The job interview is a key part of the job search process. Let’s look at the most common interview questions and some example answers.
Common Interview Questions Hiring Managers Will Ask You
Job Interview Questions and Answers
The interview process can be harrowing for any job seeker. Being prepared can help alleviate that stress and help land your next job with ease.
Behavioral Interview Questions vs. Situational Interview Questions
Interview questions can be categorized into two different types: behavioral and situational. Behavioral interview questions focus more on past work experience. Many of the most common interview questions are behavioral interview questions. Situational interview questions, on the other hand, ask how you would handle a specific situation that is common to the workplace. Good answers to these questions will require a bit of thought and will often tell the hiring manager a lot about how well you’d fit into the work environment. By being honest and applying your specific skills to the situation, a hiring manager can get a good glimpse into your work ethic and style. If you need more interview preparation advice, ResumeNerd’s blog has plenty of tips for you to use. Now let’s look into some of the most common interview questions and great sample answers.
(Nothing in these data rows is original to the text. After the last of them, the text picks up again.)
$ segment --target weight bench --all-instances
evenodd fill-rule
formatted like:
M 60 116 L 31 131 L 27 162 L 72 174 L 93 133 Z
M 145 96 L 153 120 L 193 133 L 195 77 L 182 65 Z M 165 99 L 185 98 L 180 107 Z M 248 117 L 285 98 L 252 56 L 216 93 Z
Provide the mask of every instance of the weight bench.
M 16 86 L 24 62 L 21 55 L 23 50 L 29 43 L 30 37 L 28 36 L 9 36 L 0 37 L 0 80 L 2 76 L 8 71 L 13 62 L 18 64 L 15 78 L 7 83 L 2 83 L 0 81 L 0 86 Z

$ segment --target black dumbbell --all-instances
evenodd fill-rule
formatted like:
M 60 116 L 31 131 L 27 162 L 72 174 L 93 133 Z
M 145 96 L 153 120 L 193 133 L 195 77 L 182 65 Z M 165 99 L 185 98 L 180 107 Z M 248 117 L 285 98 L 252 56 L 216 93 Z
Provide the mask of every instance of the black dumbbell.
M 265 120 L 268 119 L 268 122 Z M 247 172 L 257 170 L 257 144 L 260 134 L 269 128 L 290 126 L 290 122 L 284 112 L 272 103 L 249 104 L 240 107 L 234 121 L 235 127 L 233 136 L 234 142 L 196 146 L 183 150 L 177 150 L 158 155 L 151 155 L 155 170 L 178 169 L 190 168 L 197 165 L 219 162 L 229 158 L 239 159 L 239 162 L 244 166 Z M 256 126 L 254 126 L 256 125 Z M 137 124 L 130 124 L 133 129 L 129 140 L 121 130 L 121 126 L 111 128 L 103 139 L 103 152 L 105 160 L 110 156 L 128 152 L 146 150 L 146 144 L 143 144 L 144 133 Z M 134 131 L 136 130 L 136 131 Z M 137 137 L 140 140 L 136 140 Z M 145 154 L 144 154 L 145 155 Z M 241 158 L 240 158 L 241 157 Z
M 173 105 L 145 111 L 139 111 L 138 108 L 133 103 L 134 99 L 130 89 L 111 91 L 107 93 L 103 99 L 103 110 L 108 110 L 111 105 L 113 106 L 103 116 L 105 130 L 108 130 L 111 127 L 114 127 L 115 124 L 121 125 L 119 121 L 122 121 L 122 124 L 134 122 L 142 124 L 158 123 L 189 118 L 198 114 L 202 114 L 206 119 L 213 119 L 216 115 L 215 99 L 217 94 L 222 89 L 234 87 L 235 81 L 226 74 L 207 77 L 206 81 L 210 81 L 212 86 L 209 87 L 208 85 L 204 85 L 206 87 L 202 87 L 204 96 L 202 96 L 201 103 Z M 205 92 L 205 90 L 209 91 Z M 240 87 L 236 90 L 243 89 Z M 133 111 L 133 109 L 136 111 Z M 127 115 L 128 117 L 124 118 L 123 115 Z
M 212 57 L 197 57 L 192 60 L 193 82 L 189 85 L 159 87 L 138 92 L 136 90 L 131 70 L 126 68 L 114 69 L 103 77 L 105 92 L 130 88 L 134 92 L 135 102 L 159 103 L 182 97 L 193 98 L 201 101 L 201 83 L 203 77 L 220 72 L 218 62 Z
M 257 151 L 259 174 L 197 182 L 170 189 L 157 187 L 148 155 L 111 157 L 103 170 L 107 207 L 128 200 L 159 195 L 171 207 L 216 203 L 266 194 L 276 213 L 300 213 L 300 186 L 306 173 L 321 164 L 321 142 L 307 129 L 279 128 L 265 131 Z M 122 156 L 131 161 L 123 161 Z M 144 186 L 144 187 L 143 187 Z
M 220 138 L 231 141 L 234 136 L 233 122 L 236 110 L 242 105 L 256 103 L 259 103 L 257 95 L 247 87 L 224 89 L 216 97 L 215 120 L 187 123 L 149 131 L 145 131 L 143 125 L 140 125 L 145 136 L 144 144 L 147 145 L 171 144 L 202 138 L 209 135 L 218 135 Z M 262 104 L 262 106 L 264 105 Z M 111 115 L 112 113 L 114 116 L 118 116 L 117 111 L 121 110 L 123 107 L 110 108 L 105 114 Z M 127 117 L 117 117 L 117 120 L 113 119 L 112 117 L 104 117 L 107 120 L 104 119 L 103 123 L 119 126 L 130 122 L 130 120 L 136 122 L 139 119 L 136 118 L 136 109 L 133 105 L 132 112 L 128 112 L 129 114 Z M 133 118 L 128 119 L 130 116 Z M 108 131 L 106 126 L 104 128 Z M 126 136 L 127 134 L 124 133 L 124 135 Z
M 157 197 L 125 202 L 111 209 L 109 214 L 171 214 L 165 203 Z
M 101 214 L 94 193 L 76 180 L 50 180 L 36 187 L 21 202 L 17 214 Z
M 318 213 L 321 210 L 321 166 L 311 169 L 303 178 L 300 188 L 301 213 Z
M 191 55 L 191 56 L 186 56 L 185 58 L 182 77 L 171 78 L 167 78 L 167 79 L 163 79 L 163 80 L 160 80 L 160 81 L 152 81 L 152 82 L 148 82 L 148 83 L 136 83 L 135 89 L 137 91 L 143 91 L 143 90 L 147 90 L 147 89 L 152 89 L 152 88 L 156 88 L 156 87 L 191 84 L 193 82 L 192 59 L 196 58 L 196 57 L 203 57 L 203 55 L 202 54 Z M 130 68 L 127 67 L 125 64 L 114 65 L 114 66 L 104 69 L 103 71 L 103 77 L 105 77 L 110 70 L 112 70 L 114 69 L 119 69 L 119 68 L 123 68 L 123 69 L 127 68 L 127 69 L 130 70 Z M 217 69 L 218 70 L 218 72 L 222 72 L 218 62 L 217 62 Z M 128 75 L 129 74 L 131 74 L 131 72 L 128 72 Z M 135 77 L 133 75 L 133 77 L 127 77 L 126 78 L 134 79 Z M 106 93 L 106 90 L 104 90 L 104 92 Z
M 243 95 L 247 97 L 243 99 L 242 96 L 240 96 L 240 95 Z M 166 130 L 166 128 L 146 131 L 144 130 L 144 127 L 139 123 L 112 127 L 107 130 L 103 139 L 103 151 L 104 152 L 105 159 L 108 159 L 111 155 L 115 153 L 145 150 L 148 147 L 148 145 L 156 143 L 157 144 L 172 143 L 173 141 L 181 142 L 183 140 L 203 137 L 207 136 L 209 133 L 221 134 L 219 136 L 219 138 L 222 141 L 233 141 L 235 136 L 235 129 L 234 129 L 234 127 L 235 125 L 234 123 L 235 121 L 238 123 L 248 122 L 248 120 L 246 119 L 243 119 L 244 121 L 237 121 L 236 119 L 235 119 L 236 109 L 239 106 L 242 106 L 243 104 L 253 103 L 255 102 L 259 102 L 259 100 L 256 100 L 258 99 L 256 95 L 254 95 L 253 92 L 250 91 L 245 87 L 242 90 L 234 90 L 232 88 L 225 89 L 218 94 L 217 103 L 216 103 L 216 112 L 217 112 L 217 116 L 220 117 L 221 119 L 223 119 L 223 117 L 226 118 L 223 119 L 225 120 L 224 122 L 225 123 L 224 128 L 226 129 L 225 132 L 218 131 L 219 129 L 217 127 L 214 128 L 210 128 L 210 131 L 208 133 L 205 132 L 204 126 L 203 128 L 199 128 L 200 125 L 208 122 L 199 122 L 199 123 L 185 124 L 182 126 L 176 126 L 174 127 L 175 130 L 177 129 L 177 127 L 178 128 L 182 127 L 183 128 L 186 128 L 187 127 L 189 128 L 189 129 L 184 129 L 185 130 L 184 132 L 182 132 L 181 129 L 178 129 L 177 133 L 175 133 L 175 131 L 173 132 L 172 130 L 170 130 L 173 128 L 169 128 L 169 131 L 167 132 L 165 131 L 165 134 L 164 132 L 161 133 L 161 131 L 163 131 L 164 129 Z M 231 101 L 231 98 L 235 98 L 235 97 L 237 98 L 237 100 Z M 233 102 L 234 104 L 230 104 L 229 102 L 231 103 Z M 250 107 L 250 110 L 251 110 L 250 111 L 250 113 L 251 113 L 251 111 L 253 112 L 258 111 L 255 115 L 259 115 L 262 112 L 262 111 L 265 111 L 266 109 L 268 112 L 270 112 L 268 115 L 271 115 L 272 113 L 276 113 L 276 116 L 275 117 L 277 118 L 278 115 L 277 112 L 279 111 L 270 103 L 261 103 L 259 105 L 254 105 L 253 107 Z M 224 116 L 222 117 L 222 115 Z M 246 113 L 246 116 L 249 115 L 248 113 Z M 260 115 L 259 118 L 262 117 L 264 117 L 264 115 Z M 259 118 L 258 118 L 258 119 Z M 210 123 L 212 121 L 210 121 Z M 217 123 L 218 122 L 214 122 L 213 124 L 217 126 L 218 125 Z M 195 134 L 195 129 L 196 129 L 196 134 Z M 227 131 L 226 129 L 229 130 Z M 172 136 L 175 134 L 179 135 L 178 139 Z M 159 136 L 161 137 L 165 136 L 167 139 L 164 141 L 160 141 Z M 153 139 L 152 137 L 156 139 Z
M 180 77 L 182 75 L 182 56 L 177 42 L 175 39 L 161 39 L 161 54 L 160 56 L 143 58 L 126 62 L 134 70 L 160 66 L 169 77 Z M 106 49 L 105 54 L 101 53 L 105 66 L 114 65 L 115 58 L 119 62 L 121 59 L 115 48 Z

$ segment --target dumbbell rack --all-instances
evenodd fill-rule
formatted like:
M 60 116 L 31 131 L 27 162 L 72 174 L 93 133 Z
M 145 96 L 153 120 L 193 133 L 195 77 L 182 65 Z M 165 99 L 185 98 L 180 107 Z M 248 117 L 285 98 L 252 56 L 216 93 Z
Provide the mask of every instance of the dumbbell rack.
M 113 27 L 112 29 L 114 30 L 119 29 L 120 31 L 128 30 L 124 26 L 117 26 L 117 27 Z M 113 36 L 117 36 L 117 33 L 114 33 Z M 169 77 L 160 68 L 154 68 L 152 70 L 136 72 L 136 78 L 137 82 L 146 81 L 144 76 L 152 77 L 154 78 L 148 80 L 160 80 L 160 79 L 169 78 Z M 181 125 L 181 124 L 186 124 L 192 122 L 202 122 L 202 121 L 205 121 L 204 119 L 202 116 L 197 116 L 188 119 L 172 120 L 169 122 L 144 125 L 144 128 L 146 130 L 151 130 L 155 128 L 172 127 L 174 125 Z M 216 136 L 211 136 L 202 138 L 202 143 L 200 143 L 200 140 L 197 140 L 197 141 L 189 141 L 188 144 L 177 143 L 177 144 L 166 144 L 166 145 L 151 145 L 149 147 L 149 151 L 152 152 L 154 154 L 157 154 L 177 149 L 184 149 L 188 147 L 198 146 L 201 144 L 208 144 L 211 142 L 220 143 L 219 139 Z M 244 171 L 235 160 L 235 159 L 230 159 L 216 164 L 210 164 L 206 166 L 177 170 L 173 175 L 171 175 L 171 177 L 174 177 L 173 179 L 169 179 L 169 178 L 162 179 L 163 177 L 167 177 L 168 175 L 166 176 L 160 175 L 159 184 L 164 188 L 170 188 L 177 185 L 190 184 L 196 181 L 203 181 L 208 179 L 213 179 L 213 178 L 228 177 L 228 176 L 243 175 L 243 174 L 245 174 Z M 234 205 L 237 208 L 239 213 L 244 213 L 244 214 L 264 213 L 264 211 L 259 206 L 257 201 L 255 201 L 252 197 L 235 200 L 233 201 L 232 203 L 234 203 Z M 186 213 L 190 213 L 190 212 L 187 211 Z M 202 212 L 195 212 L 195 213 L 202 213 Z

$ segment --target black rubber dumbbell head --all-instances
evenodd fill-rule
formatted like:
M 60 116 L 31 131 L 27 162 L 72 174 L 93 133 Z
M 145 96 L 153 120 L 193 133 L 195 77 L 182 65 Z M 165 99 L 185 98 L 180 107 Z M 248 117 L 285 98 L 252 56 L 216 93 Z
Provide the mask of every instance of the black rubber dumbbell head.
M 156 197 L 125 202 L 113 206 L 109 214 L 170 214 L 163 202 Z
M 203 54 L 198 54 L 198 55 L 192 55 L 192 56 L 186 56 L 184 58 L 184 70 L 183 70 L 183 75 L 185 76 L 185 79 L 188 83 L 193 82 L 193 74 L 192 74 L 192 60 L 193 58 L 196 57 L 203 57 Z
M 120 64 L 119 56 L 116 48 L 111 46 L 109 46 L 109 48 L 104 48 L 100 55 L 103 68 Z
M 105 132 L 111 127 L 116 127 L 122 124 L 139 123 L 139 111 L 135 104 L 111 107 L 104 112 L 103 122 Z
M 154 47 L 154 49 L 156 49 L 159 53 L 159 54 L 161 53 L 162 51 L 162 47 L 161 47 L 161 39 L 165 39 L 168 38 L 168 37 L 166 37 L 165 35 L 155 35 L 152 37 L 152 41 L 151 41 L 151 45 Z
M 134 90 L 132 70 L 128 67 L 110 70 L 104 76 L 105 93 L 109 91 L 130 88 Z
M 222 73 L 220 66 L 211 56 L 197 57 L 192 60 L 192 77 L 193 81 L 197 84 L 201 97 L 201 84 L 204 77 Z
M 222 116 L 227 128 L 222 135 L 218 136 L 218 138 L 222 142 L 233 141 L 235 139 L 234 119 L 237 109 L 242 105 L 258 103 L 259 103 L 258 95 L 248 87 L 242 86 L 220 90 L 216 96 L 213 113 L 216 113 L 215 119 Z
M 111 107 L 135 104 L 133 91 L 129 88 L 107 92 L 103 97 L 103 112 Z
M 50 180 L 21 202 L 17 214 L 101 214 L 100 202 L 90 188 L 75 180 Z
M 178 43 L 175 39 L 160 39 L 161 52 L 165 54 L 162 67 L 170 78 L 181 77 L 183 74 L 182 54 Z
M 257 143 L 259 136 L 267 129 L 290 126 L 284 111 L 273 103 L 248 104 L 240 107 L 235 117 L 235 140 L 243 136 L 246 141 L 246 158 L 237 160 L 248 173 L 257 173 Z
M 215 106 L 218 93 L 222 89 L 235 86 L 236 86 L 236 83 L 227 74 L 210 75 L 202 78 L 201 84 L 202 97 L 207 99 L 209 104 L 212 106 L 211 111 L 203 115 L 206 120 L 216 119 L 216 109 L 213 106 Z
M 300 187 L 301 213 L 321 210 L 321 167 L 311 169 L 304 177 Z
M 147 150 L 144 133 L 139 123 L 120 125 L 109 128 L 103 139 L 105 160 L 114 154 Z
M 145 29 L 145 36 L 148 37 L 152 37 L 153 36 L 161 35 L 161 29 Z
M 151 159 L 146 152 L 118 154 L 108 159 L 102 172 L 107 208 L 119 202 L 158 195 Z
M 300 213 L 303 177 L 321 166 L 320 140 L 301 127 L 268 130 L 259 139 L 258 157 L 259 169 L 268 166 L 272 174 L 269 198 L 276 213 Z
Eight Common Interview Questions
Tell me about yourself.
The best answer to this question will relay your skills and previous work experience (as they relate to the job description) in further detail. Your resume and cover letter can touch on these topics briefly, and you can then use the interview to talk more about how you would be the perfect fit for the job.
Why do you want this job?
You can emphasize that this specific position is your dream job and why you think your skills make you the perfect fit for the job. Conversely, the best answer to this question should talk more about what you can provide the company instead of vice versa.
Why are you leaving your current job?
Again, wording is key here. You don’t want to tell the hiring manager that your last job wasn’t fun to work at or complain about your current employer. Even if your boss isn’t the best, it isn’t a good look to talk badly about them to a potential employer either.
Instead, focus on the benefits this new job will bring to your career. You can discuss how this job position is more in line with your interests and long-term goals.
Sample answers to use include:
“I’ve always been interested in [Industry] and the role of [job position] seemed like the perfect opportunity to break into this industry. Being a [senior staff position] is ultimately my goal, so I hope to learn a lot about this type of work in the [job position] role.”
“I have three years of [related work experience], so I think it’s time for me to move up in my career path. [Senior job position] will be a great chance for me to display my leadership skills.”
What motivates you?
It’s best not to use a generic answer like, “I wake up motivated every day.” Instead, tailor your answer to an aspect of the job that will motivate you. For instance, a good answer would be something like, “I’m a team player, so problem-solving with my team members will be a fun challenge for me.”
You can also relate your answer to your greatest strength.
What is your greatest strength?
Writing down a list of your work-related strengths beforehand is a good start. Then you should pick out a couple that would really make you shine in the role.
You also want to talk about a professional achievement you were able to accomplish because of that particular strength. For instance, if you are outgoing and get along with other team members, then you can talk about how your teamwork skills at your previous job led to a boost in sales or revenue.
What is your biggest weakness?
This might seem like a trick question. After all, talking about your biggest weakness will only make you seem like a less than perfect fit for the job, right? Not so.
Instead, frame your answer in a way that turns your greatest weakness into a learning opportunity that this new job will provide for you.
My biggest weakness is that I lack experience in Public Relations. In my new media relations role, I hope to learn more about the tools of the trade and learn what it takes to become successful in this industry.
Where do you see yourself in five years?
This question lets the hiring manager know about your specific career goals and that you will not just be interested in the company for the short term. You might want to draft several sample answers that you can adjust to the job you are applying for.
Is there anything else you want to ask us?
It is always a good idea to have at least one or two questions in mind. Remember, the job interview isn’t just for the hiring managers. You also want to make sure that this job is truly the right fit for your career goals too.
Here are some sample questions to ask:
- “What is the company culture like?”
- “What will the average day of [job position] be like?”
- “What’s your favorite part about working here?”
FAQs: Job Interview Questions and Answers
Your salary expectations should not be a surprise before you start working there. However, you shouldn’t ask about salary from the get-go or it can make you seem like you’re only interested in the money. Learn more about how to negotiate your salary at ResumeNerd.
The hiring process is often a long road. It can take anywhere from one week to one month or more for a hiring manager to select the right candidate for the job. Wait about seven to ten days after the interview before following up.
The interviewer should never ask anything too personal or about anything unrelated to the job itself. If the interviewer can’t seem to answer your questions directly or without using any fancy buzzwords, that is also a red flag.